The legislation for Hempstead was introduced by two freshmen, Sen. Kevin Thomas of Levittown and Assemb. Taylor Raynor of Hempstead, and for Wyandanch by Sen. John Brooks of Seaford and Assemb. Kimberly Jean-Pierre of Wheatley Heights. The bills would create a three-member oversight board for Hempstead — two selected by state Education Commissioner MaryEllen Elia, one by state Comptroller Thomas DiNapoli — and a single monitor for Wyandanch chosen by Elia. All would be nonvoting members of the school boards tasked with reviewing and approving proposed budgets and fiscal plans, contracts, expenditures and travel. They also would be tasked with developing plans to improve academic performance, approving the hiring of future superintendents and creating conflict-of-interest policies for school board members.

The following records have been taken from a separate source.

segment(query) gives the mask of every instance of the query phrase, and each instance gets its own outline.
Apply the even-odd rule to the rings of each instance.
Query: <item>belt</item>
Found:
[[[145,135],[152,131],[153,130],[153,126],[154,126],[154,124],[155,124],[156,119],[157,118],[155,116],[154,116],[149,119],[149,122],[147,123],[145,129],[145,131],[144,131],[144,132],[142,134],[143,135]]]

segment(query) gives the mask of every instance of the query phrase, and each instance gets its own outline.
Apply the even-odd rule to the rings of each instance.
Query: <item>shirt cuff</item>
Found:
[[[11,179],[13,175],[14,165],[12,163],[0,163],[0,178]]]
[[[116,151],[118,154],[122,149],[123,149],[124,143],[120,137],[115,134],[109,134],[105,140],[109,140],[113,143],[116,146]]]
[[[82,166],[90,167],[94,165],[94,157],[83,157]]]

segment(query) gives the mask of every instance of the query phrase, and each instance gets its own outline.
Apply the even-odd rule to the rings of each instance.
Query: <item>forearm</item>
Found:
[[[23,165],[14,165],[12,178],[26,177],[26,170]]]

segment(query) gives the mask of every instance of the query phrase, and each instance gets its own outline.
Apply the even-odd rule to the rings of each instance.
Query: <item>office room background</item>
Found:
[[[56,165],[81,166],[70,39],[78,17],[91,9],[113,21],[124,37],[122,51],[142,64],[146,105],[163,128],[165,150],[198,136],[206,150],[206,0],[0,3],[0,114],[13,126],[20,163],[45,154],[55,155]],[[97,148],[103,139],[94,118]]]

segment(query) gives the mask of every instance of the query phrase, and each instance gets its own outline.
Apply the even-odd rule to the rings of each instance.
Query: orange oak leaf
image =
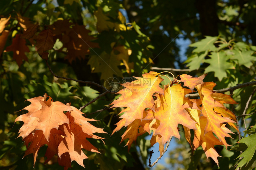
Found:
[[[45,93],[43,99],[41,97],[37,97],[28,100],[31,102],[31,104],[24,109],[28,110],[28,112],[18,117],[15,120],[15,122],[20,120],[25,122],[24,126],[21,132],[23,132],[19,136],[24,138],[30,133],[29,131],[33,130],[41,130],[48,141],[52,129],[58,129],[59,125],[64,123],[68,123],[68,120],[63,112],[71,110],[72,109],[59,101],[53,102],[50,96],[46,100],[47,97],[47,94]],[[29,119],[29,117],[37,118],[39,121],[33,117]],[[22,119],[24,118],[25,118]],[[30,124],[32,122],[37,124],[36,125]],[[31,126],[35,126],[34,129],[33,129],[34,127],[32,128]],[[26,130],[27,129],[29,130]]]
[[[23,17],[19,13],[17,13],[17,18],[19,24],[24,31],[26,31],[28,28],[34,25],[32,22],[29,20],[29,18]]]
[[[146,113],[144,112],[144,115],[146,115]],[[138,119],[135,119],[132,122],[128,125],[125,131],[121,136],[122,140],[120,143],[127,139],[129,140],[125,146],[128,147],[128,151],[130,150],[131,146],[134,141],[136,141],[137,138],[146,132],[150,134],[150,122],[151,120],[141,120]],[[111,135],[114,133],[120,130],[121,128],[124,126],[125,123],[125,119],[123,119],[115,124],[117,126],[113,131]],[[151,126],[152,126],[151,125]]]
[[[24,39],[30,39],[34,36],[36,32],[37,29],[38,27],[38,24],[33,24],[33,26],[27,29],[21,34],[21,37]]]
[[[80,112],[79,110],[78,111]],[[64,169],[67,169],[70,163],[73,161],[75,161],[81,166],[85,167],[83,161],[85,159],[88,158],[88,157],[81,150],[82,148],[91,152],[99,153],[97,149],[86,139],[87,138],[103,139],[96,135],[93,134],[89,134],[84,132],[81,126],[86,124],[84,124],[83,123],[81,125],[76,123],[75,122],[75,118],[71,116],[71,113],[72,112],[74,111],[68,112],[66,113],[69,122],[69,125],[65,123],[60,125],[59,128],[59,130],[64,132],[66,136],[64,137],[63,140],[60,142],[58,147],[59,157],[60,158],[61,161],[62,159],[61,155],[68,152],[67,154],[69,155],[70,158],[69,160],[67,160],[66,158],[65,158],[66,162],[65,163],[65,167]],[[76,115],[77,113],[76,114]],[[91,125],[91,126],[93,126]],[[88,127],[87,128],[89,130],[89,133],[90,133],[91,132],[90,131],[92,130],[90,130],[90,127]],[[94,133],[101,133],[102,131],[103,131],[102,129],[97,128],[94,126],[93,128]]]
[[[19,66],[22,63],[22,60],[27,61],[28,59],[25,54],[25,52],[29,52],[29,50],[26,45],[26,41],[21,38],[21,35],[16,34],[13,39],[12,45],[6,47],[6,51],[13,51],[13,58],[15,60]]]
[[[216,100],[215,106],[213,107],[213,109],[216,112],[220,113],[223,117],[229,117],[231,120],[235,122],[237,122],[236,116],[233,113],[225,107],[224,103],[229,104],[237,104],[231,97],[230,95],[222,94],[218,93],[214,93],[211,95],[211,97]],[[237,127],[233,123],[228,122],[230,125],[235,128],[238,133],[239,130]]]
[[[34,155],[34,167],[36,160],[36,157],[38,151],[41,147],[48,143],[47,140],[44,137],[43,133],[42,131],[35,131],[35,132],[30,134],[24,139],[27,148],[23,158],[30,154]],[[29,144],[31,142],[29,146]]]
[[[4,30],[5,28],[5,24],[8,22],[8,21],[10,18],[11,15],[10,15],[8,18],[2,18],[0,20],[0,34],[4,31]]]
[[[155,109],[155,112],[153,112],[153,114],[155,119],[160,122],[155,134],[161,136],[162,145],[169,140],[171,136],[180,139],[177,128],[178,124],[190,129],[196,128],[196,122],[185,109],[189,107],[188,104],[183,104],[184,96],[186,94],[185,89],[181,84],[178,84],[168,87],[165,90],[164,95],[159,95],[160,106]],[[149,116],[147,116],[144,120],[148,119]]]
[[[192,77],[191,76],[183,74],[179,76],[180,81],[184,83],[184,86],[187,87],[192,91],[195,86],[203,83],[203,80],[206,76],[203,74],[198,77]]]
[[[131,55],[132,50],[130,49],[126,49],[124,46],[118,46],[113,48],[113,50],[117,50],[119,53],[116,55],[118,57],[118,60],[122,60],[124,63],[124,64],[126,68],[127,73],[129,74],[131,73],[131,69],[133,69],[133,63],[129,63],[129,56]]]
[[[1,57],[2,53],[4,51],[9,32],[9,31],[5,30],[2,33],[2,34],[0,35],[0,58]]]
[[[51,30],[47,29],[42,31],[38,34],[36,42],[36,45],[35,47],[35,50],[39,55],[42,56],[44,54],[44,52],[51,49],[54,45]],[[45,58],[45,56],[44,58]]]
[[[216,145],[223,145],[223,143],[213,136],[212,131],[210,131],[207,133],[205,134],[204,129],[207,120],[205,116],[200,116],[201,113],[199,110],[190,108],[188,108],[187,110],[191,115],[192,118],[197,122],[196,124],[196,129],[194,130],[195,136],[193,141],[193,146],[191,147],[192,151],[202,146],[207,158],[211,157],[218,166],[217,158],[220,156],[214,149],[214,147]],[[190,142],[191,134],[189,128],[183,127],[185,136],[186,136],[186,138]],[[226,129],[227,128],[225,124],[221,125],[221,128],[224,130],[228,131]]]
[[[157,93],[163,93],[163,90],[159,86],[163,80],[158,76],[155,76],[149,73],[142,74],[143,78],[135,77],[137,80],[131,82],[126,82],[121,85],[126,88],[120,90],[117,93],[127,96],[121,97],[114,100],[110,105],[113,105],[111,108],[127,107],[127,111],[120,117],[125,119],[125,126],[131,123],[136,119],[142,120],[143,113],[146,108],[154,110],[154,104],[153,95]],[[131,92],[132,94],[131,96]],[[129,94],[127,95],[128,93]],[[121,113],[124,112],[121,111]]]
[[[69,32],[72,30],[70,26],[74,24],[70,22],[69,20],[59,20],[49,26],[48,28],[52,31],[54,36],[56,36],[62,34],[68,35]]]
[[[228,133],[232,133],[232,132],[227,129],[228,130],[225,130],[226,129],[222,128],[221,124],[223,123],[233,123],[235,122],[231,120],[229,117],[222,117],[221,114],[218,114],[215,111],[214,107],[216,106],[216,104],[218,104],[218,102],[216,102],[211,95],[214,93],[213,89],[216,85],[216,84],[213,82],[208,82],[196,86],[196,88],[197,90],[202,101],[202,113],[207,120],[204,134],[212,131],[227,148],[229,145],[225,137],[231,137],[231,136]],[[224,107],[221,104],[217,106]]]
[[[56,135],[65,135],[65,134],[62,131],[58,131],[56,129],[52,129],[51,131],[49,141],[55,141],[55,136]],[[30,134],[26,137],[24,140],[25,142],[27,150],[25,152],[23,158],[29,154],[32,154],[34,155],[34,168],[38,151],[41,147],[44,146],[46,144],[48,146],[46,153],[47,153],[47,151],[50,150],[50,149],[53,149],[53,147],[51,145],[51,143],[49,143],[47,141],[45,137],[43,132],[41,130],[35,131],[34,132]],[[30,143],[30,144],[29,146],[29,144]],[[49,151],[48,152],[49,152]],[[49,157],[49,155],[46,154],[46,156],[47,156],[48,158],[48,157]]]

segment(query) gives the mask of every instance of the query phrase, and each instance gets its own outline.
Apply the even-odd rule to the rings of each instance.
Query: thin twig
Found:
[[[218,93],[224,93],[226,91],[234,91],[235,90],[236,90],[242,87],[256,85],[256,81],[247,82],[241,84],[238,83],[237,84],[237,85],[233,87],[223,88],[220,90],[214,90],[213,91]],[[195,93],[194,94],[188,94],[185,95],[185,97],[198,97],[199,96],[199,94],[198,94],[198,93]]]
[[[107,90],[105,91],[104,93],[101,93],[101,94],[100,94],[98,96],[98,97],[96,97],[96,98],[94,98],[93,100],[91,100],[91,101],[89,101],[88,103],[87,104],[85,104],[84,106],[80,107],[80,109],[79,109],[79,110],[81,111],[82,109],[84,109],[85,107],[86,107],[87,106],[88,106],[88,105],[90,105],[90,104],[91,104],[95,102],[96,100],[98,100],[98,99],[100,97],[102,97],[102,96],[103,96],[105,95],[107,93],[111,93],[111,92],[110,92],[108,91],[107,91]]]
[[[57,76],[54,74],[54,73],[52,71],[52,70],[51,70],[51,67],[50,66],[50,65],[49,65],[49,63],[48,63],[48,62],[47,60],[45,60],[46,62],[46,64],[47,65],[47,66],[48,66],[48,67],[49,68],[49,69],[50,70],[50,71],[51,72],[51,74],[52,74],[52,75],[53,75],[53,76],[54,77],[57,77],[57,78],[58,78],[59,79],[65,79],[65,80],[72,80],[73,81],[75,81],[76,82],[79,82],[79,83],[88,83],[89,84],[91,84],[92,85],[93,85],[96,86],[97,87],[100,87],[102,88],[107,91],[107,89],[105,88],[104,86],[101,85],[97,83],[96,83],[93,82],[90,82],[89,81],[85,81],[83,80],[77,80],[77,79],[72,79],[71,78],[68,78],[68,77],[61,77],[60,76]],[[111,93],[109,92],[109,93]]]
[[[243,110],[243,114],[241,115],[241,116],[243,117],[243,123],[244,124],[244,128],[245,128],[246,130],[246,129],[247,128],[247,127],[246,126],[246,124],[245,123],[245,117],[246,115],[245,113],[246,113],[246,111],[247,110],[247,109],[248,109],[248,107],[249,107],[249,104],[250,103],[250,102],[252,100],[252,96],[253,96],[254,94],[254,93],[255,93],[255,91],[256,91],[256,87],[254,88],[254,90],[253,91],[252,91],[252,93],[250,96],[250,97],[249,97],[249,98],[248,99],[248,101],[246,103],[246,105],[245,106],[245,107],[244,108],[244,110]],[[249,114],[249,115],[250,114]]]
[[[160,159],[160,158],[161,158],[161,157],[163,156],[163,154],[164,154],[164,153],[165,153],[165,152],[166,152],[166,151],[167,150],[167,149],[168,148],[168,147],[169,147],[169,145],[170,144],[170,142],[171,142],[171,139],[172,138],[172,136],[171,136],[171,137],[170,138],[170,139],[169,139],[169,141],[168,141],[168,142],[167,142],[166,143],[166,146],[165,147],[165,148],[164,150],[163,151],[163,152],[162,153],[162,154],[161,154],[161,156],[160,156],[158,157],[157,158],[157,159],[156,161],[155,161],[154,162],[154,163],[153,163],[152,164],[150,164],[150,163],[149,163],[149,167],[153,167],[154,166],[155,164],[156,163],[157,163],[157,162],[158,161],[159,161],[159,160]],[[151,154],[151,155],[152,155],[152,154]],[[149,163],[151,163],[151,161],[150,161],[150,158],[149,158]]]
[[[110,107],[105,107],[102,109],[101,109],[100,110],[96,110],[94,112],[93,112],[92,113],[91,113],[90,114],[88,114],[88,115],[86,115],[86,116],[88,116],[89,115],[92,115],[93,114],[94,114],[97,112],[102,112],[105,110],[107,110],[107,109],[108,109],[110,108]]]
[[[236,118],[237,118],[238,117],[242,117],[242,116],[250,116],[250,115],[253,115],[255,113],[256,113],[256,110],[253,113],[250,113],[250,114],[247,114],[243,115],[240,115],[240,116],[237,116],[236,117]]]
[[[177,69],[170,68],[160,68],[156,67],[151,67],[152,70],[166,70],[167,71],[174,71],[175,72],[188,72],[189,69]]]

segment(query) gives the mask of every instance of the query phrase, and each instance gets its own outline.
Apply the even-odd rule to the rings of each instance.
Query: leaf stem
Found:
[[[152,152],[153,150],[151,151],[150,152],[150,156],[149,157],[149,167],[153,167],[154,165],[155,165],[156,163],[157,163],[157,162],[161,158],[161,157],[163,156],[163,154],[164,154],[164,153],[165,153],[165,152],[167,150],[167,149],[168,148],[168,147],[169,147],[169,145],[170,145],[170,142],[171,142],[171,139],[172,138],[172,136],[171,136],[170,137],[170,139],[169,139],[169,141],[167,142],[166,143],[166,146],[165,147],[165,148],[164,149],[164,150],[163,152],[161,154],[161,156],[160,156],[158,157],[157,158],[157,159],[154,162],[154,163],[153,163],[152,164],[150,164],[151,163],[151,161],[150,161],[150,158],[151,158],[151,156],[152,156],[152,154],[154,153],[154,152]]]
[[[244,109],[243,110],[243,114],[240,116],[237,117],[237,118],[238,117],[243,117],[243,123],[244,124],[244,128],[245,128],[246,130],[246,129],[247,128],[247,127],[246,126],[246,124],[245,123],[245,117],[246,115],[245,114],[246,113],[246,111],[247,110],[247,109],[248,109],[248,107],[249,107],[249,104],[251,101],[251,100],[252,100],[252,96],[253,96],[254,94],[254,93],[255,93],[255,91],[256,91],[256,87],[255,87],[254,88],[254,90],[253,91],[252,91],[252,93],[250,96],[250,97],[249,97],[249,98],[248,99],[248,101],[246,103],[246,105],[245,106],[245,107],[244,108]],[[249,114],[248,115],[252,115],[255,112],[253,113],[252,114]]]
[[[172,82],[171,82],[171,79],[170,79],[170,78],[169,78],[168,77],[168,76],[166,76],[166,75],[164,75],[164,74],[162,74],[162,75],[160,75],[159,76],[160,76],[160,77],[161,77],[161,76],[165,76],[165,77],[167,77],[167,78],[168,78],[168,79],[169,79],[169,81],[170,81],[170,83],[171,83],[171,84],[172,84]]]
[[[162,73],[170,73],[170,74],[171,74],[172,75],[172,77],[173,77],[174,80],[174,79],[175,79],[175,77],[174,77],[174,75],[173,75],[173,74],[171,72],[167,72],[167,71],[163,72],[161,72],[161,73],[159,73],[158,74],[161,74]]]

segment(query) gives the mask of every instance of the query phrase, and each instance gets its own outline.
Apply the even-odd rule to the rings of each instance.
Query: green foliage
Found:
[[[104,92],[93,84],[53,75],[35,48],[36,36],[45,30],[52,32],[54,44],[52,49],[44,50],[49,53],[45,58],[53,72],[60,76],[103,85],[109,77],[115,77],[123,83],[123,77],[140,77],[154,66],[188,69],[189,74],[196,77],[207,73],[204,81],[216,82],[216,90],[255,81],[256,3],[243,0],[216,0],[213,4],[205,1],[0,1],[1,20],[10,16],[6,23],[0,22],[0,30],[3,30],[0,32],[0,169],[33,169],[32,156],[22,159],[26,147],[20,138],[15,139],[22,123],[14,125],[15,119],[25,113],[18,111],[29,104],[24,103],[26,100],[46,93],[54,101],[70,102],[79,109]],[[29,49],[28,52],[22,51],[27,59],[17,60],[15,56],[20,54],[11,46],[13,40],[28,28],[24,25],[34,24],[38,25],[35,36],[22,39],[25,42],[20,46]],[[185,41],[191,43],[188,47],[182,45]],[[171,72],[175,76],[184,73]],[[169,81],[162,78],[165,83]],[[169,153],[168,165],[157,164],[156,169],[168,169],[166,166],[170,165],[177,169],[255,168],[256,129],[246,128],[256,124],[256,114],[252,114],[256,108],[256,94],[252,94],[255,88],[255,85],[232,92],[233,98],[239,103],[226,107],[237,116],[241,115],[251,96],[245,112],[249,115],[237,118],[240,131],[243,131],[241,139],[239,140],[234,131],[233,139],[227,140],[231,145],[228,150],[216,147],[222,157],[218,158],[219,167],[211,158],[207,159],[200,147],[191,154],[187,141],[182,140],[176,142],[178,147]],[[89,157],[84,164],[92,169],[148,169],[150,144],[144,135],[128,153],[124,143],[119,143],[125,129],[109,134],[118,121],[115,116],[119,109],[90,114],[108,107],[117,98],[107,94],[82,110],[87,118],[99,120],[91,123],[104,128],[108,134],[100,135],[107,139],[104,140],[105,145],[90,140],[102,154],[84,151]],[[35,168],[63,169],[57,156],[44,164],[46,148],[39,151]],[[73,169],[81,168],[74,162]]]

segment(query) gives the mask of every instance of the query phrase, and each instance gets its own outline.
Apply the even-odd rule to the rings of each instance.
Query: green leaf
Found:
[[[240,65],[244,65],[249,68],[253,64],[252,61],[256,61],[256,57],[252,55],[253,51],[251,50],[243,50],[241,51],[237,49],[234,49],[235,53],[232,58],[233,60],[237,60]]]
[[[214,72],[215,77],[218,77],[220,81],[221,81],[223,77],[227,77],[226,70],[235,69],[232,63],[227,61],[230,57],[226,55],[224,52],[212,53],[210,56],[211,59],[206,60],[205,61],[210,64],[205,69],[205,73],[210,72]]]
[[[238,142],[238,145],[232,148],[232,150],[244,151],[236,158],[243,157],[238,163],[237,169],[242,167],[245,165],[247,165],[251,161],[255,161],[252,159],[256,150],[256,134],[243,138]]]
[[[189,46],[196,47],[196,48],[193,50],[193,53],[199,53],[208,50],[214,51],[217,49],[214,43],[218,39],[217,36],[206,36],[205,39],[191,44]]]
[[[196,56],[191,59],[192,61],[187,65],[189,67],[190,71],[195,70],[198,70],[200,68],[201,63],[204,62],[204,59],[208,54],[207,51],[206,51],[205,53],[202,54],[199,56],[196,55]]]

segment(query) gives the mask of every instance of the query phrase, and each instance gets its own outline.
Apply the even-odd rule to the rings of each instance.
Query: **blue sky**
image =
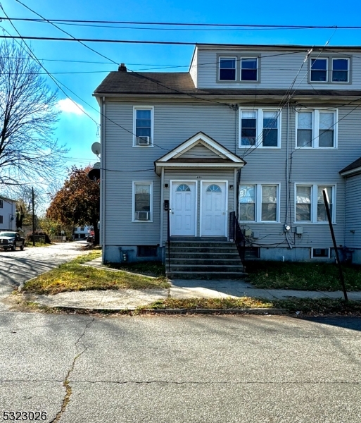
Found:
[[[274,3],[265,0],[239,0],[229,4],[214,0],[196,2],[190,0],[24,0],[23,3],[49,19],[338,26],[357,25],[361,22],[361,2],[359,0],[345,0],[341,3],[334,0],[305,0],[302,2],[282,0]],[[15,0],[3,0],[2,4],[11,18],[37,18]],[[2,15],[2,12],[0,14]],[[22,35],[66,37],[49,23],[14,21],[14,25]],[[11,35],[15,35],[8,23],[3,21],[0,25]],[[144,27],[149,27],[149,25]],[[189,31],[179,30],[179,28],[177,30],[150,30],[70,25],[61,25],[61,27],[75,37],[84,38],[307,45],[324,45],[331,38],[330,45],[361,45],[360,30]],[[175,66],[182,67],[160,70],[187,70],[194,49],[192,46],[141,44],[89,43],[89,45],[118,63],[125,63],[134,70]],[[98,110],[98,104],[91,93],[107,72],[117,70],[115,65],[58,61],[107,61],[76,42],[32,41],[32,46],[36,56],[43,59],[44,66],[49,72]],[[82,73],[62,73],[70,72]],[[53,87],[50,80],[49,83]],[[99,121],[96,111],[72,94],[69,93],[69,95],[96,121]],[[91,145],[99,140],[96,125],[67,100],[62,92],[59,92],[59,100],[61,100],[59,107],[63,111],[56,136],[60,144],[66,144],[70,149],[68,156],[72,159],[69,160],[68,164],[84,166],[89,162],[94,163],[96,157],[91,152]]]

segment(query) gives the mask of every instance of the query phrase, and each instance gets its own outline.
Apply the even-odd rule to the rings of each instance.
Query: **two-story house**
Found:
[[[16,202],[0,196],[0,231],[15,231],[16,223]]]
[[[189,72],[122,65],[94,95],[105,261],[164,261],[168,234],[231,255],[232,212],[254,257],[334,260],[326,188],[361,262],[361,48],[198,44]]]

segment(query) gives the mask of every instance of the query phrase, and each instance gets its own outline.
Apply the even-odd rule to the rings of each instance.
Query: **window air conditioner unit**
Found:
[[[149,145],[151,144],[151,137],[137,137],[138,145]]]
[[[149,212],[137,212],[138,220],[149,220]]]

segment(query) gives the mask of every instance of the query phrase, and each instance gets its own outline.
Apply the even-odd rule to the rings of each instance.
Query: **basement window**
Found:
[[[329,248],[311,248],[311,259],[329,259]]]
[[[137,257],[158,257],[157,245],[138,245],[137,251]]]

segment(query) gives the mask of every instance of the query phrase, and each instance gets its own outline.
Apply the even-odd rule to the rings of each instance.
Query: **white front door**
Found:
[[[196,182],[172,181],[170,235],[196,235]]]
[[[227,183],[201,183],[201,235],[227,236]]]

Both districts need significant help. Hempstead already has a state-appointed “distinguished educator,” Jack Bierwirth, who reviews district operations, helps develop improvement plans, promotes student performance and writes reports. Those reports, and the figures on student achievement, show there is some progress in academics, but that positive momentum is threatened by continuous infighting and petty squabbles among school board members.
The graduation rate in Hempstead last year was just 44 percent. That’s 7 percentage points better than the previous year, but badly lags the 80 percent statewide rate and 88 percent Islandwide average. Only 24 percent of the district’s students in third through eighth grade are proficient in English, while 22 percent hit the mark in math. And an audit last year uncovered unconscionable fiscal practices.
Wyandanch’s challenges also are severe. After two budgets were voted down this spring amid a $9 million shortfall, the district is seeking cuts while dealing with a surge of unaccompanied minors from Central America. The graduation rate is 66 percent, but only 6 percent received advanced diplomas, a strong measure of college preparation. The district’s proficiency rates on state tests — 22 percent in English, 14 percent on math — are alarmingly low. Staffing is plagued by nepotism.
While the legislation surfaced suddenly, state Board of Regents members and respected regional education leaders helped formulate it. The state Education Department, which has said it needs more tools to address troubled districts, also had input. Now it’s up to Gov. Andrew M. Cuomo. He should listen to community members and other stakeholders, as well as experts with no vested interest in the outcome. If he determines that monitors will make a difference, he should move the plan forward. If not, then make the players put together a better proposal. Something has to be done soon.